For centuries, Barrada tells me, “Moroccan warriors created human pyramids to peek over walls and surmount enemy forts.” Then overtime, thanks to Portugal’s colonization of northern Africa, Morocco’s longtime tradition of human pyramid building became an orientalist spectacle, to quote Edward Said. (In the early 1990s, Barrada made a portrait of Said, around the same time she was commissioned by a French daily newspaper, Libération, to photograph Yasser Arafat.) In the 19th and 20th centuries, Moroccan acrobat troupes were sent all over Europe and the U.S. to perform, including the 1939–40 New York World’s Fair in Flushing Meadows, Queens, not far from PS1.

At Le Grand Soir, multiple layers of context overlap to create architecture that’s pregnant with meaning and history. Its form directly takes cues from GAMMA, a group of Brutalist Moroccan architects led by Elie Azagury active in the 1960s and 1970s that today have largely been forgotten. GAMMA built much of the built environment after Morocco’s independence from France in 1956, including the reconstruction of Agadir after the horrific 1960 earthquake. Ideologically, GAMMA’s thinking wasn’t that far off from Peter and Alison Smithson and Team X, albeit different due to the fact they operated outside the imperial yoke. “These architects were interested in challenging the alleged universalism of modernity and Brutalism,” Barrada said, “while also reinventing Brutalism for postcolonial Morocco.”

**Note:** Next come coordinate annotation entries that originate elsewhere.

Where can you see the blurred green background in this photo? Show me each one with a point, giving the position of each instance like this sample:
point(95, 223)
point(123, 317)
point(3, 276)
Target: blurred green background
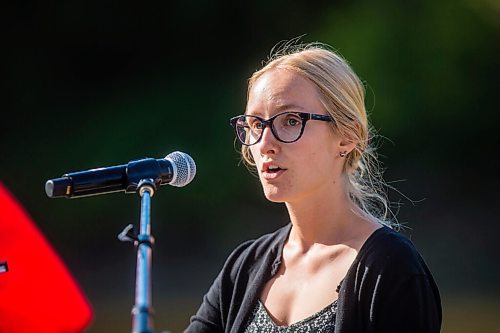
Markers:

Along her journey from photography and art into architecture and GAMMA, Barrada tells me she eventually crossed paths with the late Jean-Louis Cohen, a dear friend of hers who fastidiously studied Casablanca and French colonial influence in northern Africa. “Standing here in this courtyard today, I think about how Jean-Louis isn’t here,” she said. “He would have loved this, and immediately picked up on the artwork’s associations, I think.” 

colorful cubes by Yto Barrada on view with buildings in the background
Le Grand Soir (Kris Graves/Courtesy MoMA PS1)

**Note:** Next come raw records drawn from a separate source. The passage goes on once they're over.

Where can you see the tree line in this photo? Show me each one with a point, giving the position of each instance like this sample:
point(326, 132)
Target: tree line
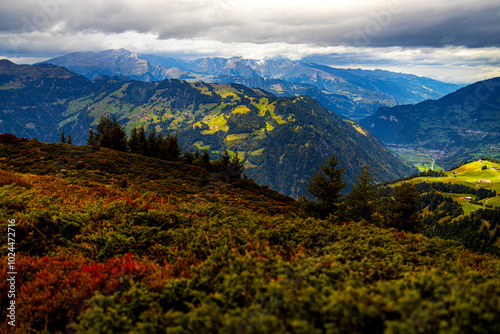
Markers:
point(110, 134)
point(363, 203)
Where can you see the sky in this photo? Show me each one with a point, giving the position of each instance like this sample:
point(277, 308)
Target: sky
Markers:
point(454, 41)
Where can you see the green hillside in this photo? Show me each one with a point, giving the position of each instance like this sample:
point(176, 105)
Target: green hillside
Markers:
point(282, 140)
point(460, 126)
point(121, 243)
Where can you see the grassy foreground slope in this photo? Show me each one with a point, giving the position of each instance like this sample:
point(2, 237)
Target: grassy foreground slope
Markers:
point(112, 242)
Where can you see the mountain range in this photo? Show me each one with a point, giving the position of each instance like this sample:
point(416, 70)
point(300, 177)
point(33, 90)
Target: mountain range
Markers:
point(350, 93)
point(282, 139)
point(460, 126)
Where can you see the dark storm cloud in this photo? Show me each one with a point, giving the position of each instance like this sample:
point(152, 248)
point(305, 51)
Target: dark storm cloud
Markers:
point(366, 23)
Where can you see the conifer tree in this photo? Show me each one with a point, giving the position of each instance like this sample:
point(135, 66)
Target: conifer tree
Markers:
point(361, 201)
point(169, 148)
point(108, 134)
point(142, 147)
point(153, 143)
point(235, 167)
point(326, 186)
point(91, 140)
point(133, 141)
point(402, 209)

Winding down our rather peripatetic conversation, the contrast between Le Grand Soir’s revolutionary undertones and the ultra sleek luxury towers just beyond MoMA PS1’s courtyard became effervescent. In one space, a revolutionary future, and hypergentrification in another—two heterotopias battling it out to see who wins.

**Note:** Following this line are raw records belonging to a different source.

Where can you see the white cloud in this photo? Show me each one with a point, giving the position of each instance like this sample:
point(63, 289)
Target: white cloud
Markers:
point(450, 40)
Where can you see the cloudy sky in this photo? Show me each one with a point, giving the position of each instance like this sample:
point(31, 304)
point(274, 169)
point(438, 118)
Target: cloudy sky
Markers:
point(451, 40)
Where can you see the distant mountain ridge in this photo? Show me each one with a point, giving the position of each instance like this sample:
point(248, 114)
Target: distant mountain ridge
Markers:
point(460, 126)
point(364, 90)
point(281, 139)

Thus, Le Grand Soir stands as an arbiter that reminds us all walls will fall: It recalls that old adage, “Show me a ten foot wall, and I’ll show you an eleven foot ladder!” At the same time, Barrada’s latest work also manifests the “big night,” when high-rise luxury towers for the rich perform better, more humane (dare I say socialist) functions, like schools, public housing, and children’s clinics. And who knows: maybe even playgrounds. “In total I did twenty studies. On view in the courtyard is only five,” Barrada said. “In the future I want to build more.”

Le Grand Soir is on view at MoMA PS1 through 2026. It was organized by Ruba Katrib, MoMA PS1’s curator and director of cultural affairs; and Jody Graf, assistant curator. Stronghold Industries was responsible for fabricating each cube.